Cinco Oscars e Três Globos de Ouro

Kevin Spacey consegue dar a Lester todas as nuances da personagem, desde a imagem do pacato e menosprezado pai de família do início do filme, ao obsessivo e lascivo homem que deseja ardentemente a ninfeta amiga da filha. O ator mostra a virada da personagem de uma forma contundente, sem exageros histriônicos, mas longe de ser intimista. Spacey nos traz na sua composição de Lester, a doce lembrança de Jack Lemmon, o ator que mais representou no cinema a imagem do bom americano. O próprio Spacey confessou que se inspirou em Lemmon para interpretar o emblemático personagem de “Beleza Americana”.
A interpretação de Lester Burnham obrigou Kevin Spacey a submeter-se a rigorosos e pesados exercícios físicos, para que tivesse os músculos que exigiam a segunda fase da personagem. Esta transformação física está explicita nas cenas de nudez da personagem, que se mostra a exercitar o corpo.
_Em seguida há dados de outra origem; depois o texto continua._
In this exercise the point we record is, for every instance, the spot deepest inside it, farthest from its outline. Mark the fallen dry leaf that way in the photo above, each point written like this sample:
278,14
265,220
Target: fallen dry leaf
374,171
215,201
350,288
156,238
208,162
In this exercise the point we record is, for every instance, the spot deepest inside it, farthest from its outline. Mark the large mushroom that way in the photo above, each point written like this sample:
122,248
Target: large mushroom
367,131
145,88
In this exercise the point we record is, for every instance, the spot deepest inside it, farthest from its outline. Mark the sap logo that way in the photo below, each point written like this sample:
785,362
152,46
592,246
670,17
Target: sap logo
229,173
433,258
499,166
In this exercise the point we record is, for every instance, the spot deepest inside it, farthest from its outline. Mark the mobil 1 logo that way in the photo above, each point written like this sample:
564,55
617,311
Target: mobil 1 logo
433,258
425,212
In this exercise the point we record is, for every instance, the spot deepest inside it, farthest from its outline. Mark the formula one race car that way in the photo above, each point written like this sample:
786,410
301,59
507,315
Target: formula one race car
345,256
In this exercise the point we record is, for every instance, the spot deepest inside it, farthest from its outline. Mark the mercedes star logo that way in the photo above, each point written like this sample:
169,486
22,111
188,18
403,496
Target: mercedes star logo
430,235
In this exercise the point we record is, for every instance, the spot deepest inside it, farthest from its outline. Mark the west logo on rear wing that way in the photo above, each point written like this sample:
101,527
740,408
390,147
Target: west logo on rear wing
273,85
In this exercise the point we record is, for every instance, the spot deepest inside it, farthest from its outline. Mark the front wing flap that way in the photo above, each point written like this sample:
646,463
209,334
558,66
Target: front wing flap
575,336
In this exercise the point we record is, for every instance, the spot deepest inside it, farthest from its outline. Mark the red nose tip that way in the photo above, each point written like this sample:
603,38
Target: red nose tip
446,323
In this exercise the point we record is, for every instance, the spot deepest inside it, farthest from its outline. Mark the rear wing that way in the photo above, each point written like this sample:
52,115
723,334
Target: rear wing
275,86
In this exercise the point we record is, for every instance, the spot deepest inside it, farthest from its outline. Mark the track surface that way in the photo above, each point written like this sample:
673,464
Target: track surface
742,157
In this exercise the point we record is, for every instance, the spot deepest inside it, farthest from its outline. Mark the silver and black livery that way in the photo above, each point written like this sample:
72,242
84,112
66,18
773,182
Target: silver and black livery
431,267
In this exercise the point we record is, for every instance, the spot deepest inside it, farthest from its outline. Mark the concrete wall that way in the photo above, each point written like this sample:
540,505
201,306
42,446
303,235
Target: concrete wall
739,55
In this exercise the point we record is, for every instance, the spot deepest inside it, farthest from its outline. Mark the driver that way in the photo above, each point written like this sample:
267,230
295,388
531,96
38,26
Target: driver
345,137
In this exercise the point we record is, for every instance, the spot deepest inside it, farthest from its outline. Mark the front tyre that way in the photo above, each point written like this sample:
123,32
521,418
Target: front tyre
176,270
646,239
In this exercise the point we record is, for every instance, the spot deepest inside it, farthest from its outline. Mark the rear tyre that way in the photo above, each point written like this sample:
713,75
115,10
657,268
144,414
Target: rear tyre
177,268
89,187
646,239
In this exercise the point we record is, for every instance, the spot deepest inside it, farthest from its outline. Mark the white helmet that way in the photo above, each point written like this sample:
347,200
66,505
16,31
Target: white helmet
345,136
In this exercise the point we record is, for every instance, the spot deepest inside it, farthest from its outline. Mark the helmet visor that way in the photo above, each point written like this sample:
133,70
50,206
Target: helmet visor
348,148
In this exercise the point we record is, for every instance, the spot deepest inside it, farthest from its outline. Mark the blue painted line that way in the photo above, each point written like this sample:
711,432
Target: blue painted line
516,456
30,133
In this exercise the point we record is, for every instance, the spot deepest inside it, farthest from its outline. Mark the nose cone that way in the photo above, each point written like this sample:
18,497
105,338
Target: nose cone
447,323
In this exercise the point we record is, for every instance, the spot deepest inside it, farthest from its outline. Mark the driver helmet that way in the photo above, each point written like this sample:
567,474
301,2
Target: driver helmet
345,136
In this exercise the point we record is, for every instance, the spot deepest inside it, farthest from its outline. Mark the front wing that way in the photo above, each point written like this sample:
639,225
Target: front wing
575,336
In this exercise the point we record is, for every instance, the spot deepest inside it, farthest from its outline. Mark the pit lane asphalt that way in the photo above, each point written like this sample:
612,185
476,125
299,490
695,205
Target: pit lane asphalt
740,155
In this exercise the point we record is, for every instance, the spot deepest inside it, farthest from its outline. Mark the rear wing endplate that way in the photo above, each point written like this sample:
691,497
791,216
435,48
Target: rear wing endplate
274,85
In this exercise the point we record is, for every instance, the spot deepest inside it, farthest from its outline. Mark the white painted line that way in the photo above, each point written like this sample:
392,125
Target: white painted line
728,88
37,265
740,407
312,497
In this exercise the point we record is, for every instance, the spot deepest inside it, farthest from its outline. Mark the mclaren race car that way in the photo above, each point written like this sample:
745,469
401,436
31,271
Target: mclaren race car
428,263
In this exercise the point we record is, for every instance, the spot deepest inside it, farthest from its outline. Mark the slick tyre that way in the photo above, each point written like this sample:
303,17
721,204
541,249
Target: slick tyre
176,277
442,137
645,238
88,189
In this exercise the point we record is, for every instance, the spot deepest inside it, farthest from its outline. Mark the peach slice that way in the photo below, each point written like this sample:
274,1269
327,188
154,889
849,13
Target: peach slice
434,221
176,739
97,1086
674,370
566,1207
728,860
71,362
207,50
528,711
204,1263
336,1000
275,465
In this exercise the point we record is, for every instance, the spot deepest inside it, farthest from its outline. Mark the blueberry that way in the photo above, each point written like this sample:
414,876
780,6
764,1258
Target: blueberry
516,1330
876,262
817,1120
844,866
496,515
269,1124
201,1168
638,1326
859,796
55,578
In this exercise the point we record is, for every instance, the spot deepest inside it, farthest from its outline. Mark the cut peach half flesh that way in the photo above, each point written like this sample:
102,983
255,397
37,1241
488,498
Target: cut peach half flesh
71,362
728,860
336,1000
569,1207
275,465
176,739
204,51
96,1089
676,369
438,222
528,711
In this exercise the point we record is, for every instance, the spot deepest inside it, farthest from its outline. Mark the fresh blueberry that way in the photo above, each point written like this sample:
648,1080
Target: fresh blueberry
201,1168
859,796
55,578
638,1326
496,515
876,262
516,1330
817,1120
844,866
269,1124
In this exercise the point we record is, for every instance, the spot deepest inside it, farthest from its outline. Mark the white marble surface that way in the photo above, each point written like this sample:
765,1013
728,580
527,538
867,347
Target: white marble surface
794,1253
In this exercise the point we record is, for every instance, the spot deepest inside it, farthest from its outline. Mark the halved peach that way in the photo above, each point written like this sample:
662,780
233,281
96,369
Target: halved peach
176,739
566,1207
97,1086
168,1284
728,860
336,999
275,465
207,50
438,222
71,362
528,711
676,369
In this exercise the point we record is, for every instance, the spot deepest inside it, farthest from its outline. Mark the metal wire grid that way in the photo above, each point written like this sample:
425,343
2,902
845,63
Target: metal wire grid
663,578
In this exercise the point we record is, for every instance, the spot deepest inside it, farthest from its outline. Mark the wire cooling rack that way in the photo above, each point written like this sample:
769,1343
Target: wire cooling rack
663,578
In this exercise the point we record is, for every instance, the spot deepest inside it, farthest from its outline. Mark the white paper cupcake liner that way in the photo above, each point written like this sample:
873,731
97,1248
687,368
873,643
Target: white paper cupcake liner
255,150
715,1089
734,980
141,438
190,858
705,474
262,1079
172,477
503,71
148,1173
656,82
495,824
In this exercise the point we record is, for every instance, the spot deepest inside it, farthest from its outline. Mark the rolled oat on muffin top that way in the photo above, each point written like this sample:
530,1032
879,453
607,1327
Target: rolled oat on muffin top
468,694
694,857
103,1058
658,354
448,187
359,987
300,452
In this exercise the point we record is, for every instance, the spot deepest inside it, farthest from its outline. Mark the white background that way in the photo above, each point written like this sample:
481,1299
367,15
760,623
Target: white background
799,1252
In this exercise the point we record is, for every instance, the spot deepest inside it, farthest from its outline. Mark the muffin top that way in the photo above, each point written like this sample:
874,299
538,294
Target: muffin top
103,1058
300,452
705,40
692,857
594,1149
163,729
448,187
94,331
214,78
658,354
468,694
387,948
A recompensa de Kevin Spacey veio com o Oscar de melhor ator, dado pela Academia de Hollywood no ano de 2000.
Além do Oscar de melhor ator, “Beleza Americana” arrebatou mais quatro estatuetas: Oscar de melhor filme, Oscar de melhor diretor para Sam Mendes, Oscar de melhor roteiro original e de melhor fotografia.
Além dos 5 Oscars, o filme ganhou três Globos de Ouro para melhor filme, melhor diretor e melhor roteiro original.

Ficha Técnica:

Beleza Americana

Direção: Sam Mendes
Ano: 1999
País: Estados Unidos
Gênero: Comédia, Drama
Duração: 121 minutos / cor
Título Original: American Beauty
Roteiro: Alan Ball
Produção: Bruce Cohen, Dan Jinks, Alan Ball e Stan Wlodkowski
Música: Thomas Newman e Pete Townshend
Direção de Fotografia: Conrad L. Hall
Desenho de Produção: Naomi Shohan
Figurino: Julie Weiss
Edição: Tariq Anwar e Christopher Greenbury
Elenco: Kevin Spacey, Annette Bening, Thora Birch, Wes Bentley, Mena Suvari, Peter Gallagher, Chris Cooper, Allison Janney, Scott Bakula, Sam Robards
Sinopse: Lester Burham (Kevin Spacey) não agüenta mais o emprego e se sente impotente perante sua vida. Casado com Carolyn (Annette Bening) e pai da adolescente Jane (Tora Birch), o melhor momento de seu dia é quando se masturba no chuveiro. Até que conhece Angela Hayes (Mena Suvari), amiga de Jane. Encantado com sua beleza e disposto a dar a volta por cima, Lester pede demissão e começa a reconstruir sua vida, com a ajuda de seu vizinho Ricky (Wes Bentley).

Sam Mendes

Sam Mendes até dirigir “Beleza Americana”, em 1999, era um conhecido encenador de peças teatrais em Londres. A encenação que Sam Mendes fez de “Cabaret”, foi decisiva para que Steven Spielberg e o produtor Bruce Cohen, que viram o espetáculo nos palcos londrinos, decidissem entregar a ele a direção do filme.
Sam Mendes nasceu em Reading, na Inglaterra, em 1 de agosto de 1965. Seus antepassados eram portugueses da Ilha da Madeira, que vieram de Trinidade e Tobago, quando dali expulsos. Atualmente é casado com a atriz Kate Winslet, estrela de "Titanic", com quem tem um filho.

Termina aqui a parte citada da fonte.